Contribution of maternal copy number variations to false-positive fetal trisomies detected by noninvasive prenatal testing.

Abstract

Listen

Translate article

The aim of the study was to determine the contribution and significance of maternal copy number variations (CNVs) to false-positive noninvasive prenatal testing (NIPT) trisomy results. A total of 112 021 patients were referred for NIPT. Fetal aneuploidy testing was performed using low coverage massively parallel sequencing, and results reported as chromosome Z-scores. Copy number variation sequencing (CNV-Seq) was used to detect maternal DNA CNVs. Confirmatory amniocentesis and karyotyping of 563 of 781 patients (72%) receiving a positive trisomy result revealed 489 true and 74 false positives. In 6 of these 74 patients (8.1%), CNV-Seq revealed non-pathogenic maternal duplications (1.76-10.90 megabases) on the chromosome associated with the fetal trisomy. There was a strong correlation of higher Z-scores with increasing size of the maternal CNVs (R2 = 0.94). When the contribution of the maternal CNV-Seq reads to chromosome Z-scores were removed, all original Z-scores shifted to the normal range.

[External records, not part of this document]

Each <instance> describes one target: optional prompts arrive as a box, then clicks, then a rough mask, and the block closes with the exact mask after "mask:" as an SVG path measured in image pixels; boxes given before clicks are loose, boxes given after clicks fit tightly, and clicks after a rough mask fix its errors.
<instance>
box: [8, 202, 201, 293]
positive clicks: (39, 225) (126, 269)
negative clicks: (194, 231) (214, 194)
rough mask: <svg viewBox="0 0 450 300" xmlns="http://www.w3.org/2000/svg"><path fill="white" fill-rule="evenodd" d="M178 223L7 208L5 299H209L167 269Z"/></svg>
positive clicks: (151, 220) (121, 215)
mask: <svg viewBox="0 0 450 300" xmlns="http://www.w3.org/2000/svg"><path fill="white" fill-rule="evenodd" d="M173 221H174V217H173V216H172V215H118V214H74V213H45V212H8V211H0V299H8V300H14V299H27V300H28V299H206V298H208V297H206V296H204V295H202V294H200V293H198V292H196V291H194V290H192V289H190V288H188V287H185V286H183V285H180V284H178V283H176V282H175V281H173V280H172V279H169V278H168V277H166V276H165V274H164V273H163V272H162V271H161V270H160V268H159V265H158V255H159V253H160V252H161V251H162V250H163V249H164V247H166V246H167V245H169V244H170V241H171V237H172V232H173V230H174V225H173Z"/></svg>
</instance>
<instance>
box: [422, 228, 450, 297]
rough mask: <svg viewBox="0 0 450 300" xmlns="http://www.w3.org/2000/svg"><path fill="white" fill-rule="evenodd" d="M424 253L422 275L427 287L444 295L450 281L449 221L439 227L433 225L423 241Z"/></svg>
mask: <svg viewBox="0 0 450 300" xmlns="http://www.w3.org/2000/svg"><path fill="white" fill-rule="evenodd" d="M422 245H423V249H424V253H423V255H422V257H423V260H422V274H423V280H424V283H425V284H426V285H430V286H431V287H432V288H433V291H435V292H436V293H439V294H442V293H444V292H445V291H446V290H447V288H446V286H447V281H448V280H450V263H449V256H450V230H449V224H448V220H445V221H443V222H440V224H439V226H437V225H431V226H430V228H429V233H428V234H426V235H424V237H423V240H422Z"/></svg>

Maternal CNVs can potentially contribute to a small but significant number of false-positive fetal trisomies detected by NIPT. To avoid unnecessary invasive procedures and better manage patients, we recommend that confirmatory maternal DNA sequencing is performed when the NIPT methodology used indicates a high risk of a maternal CNV. © 2017 John Wiley & Sons, Ltd.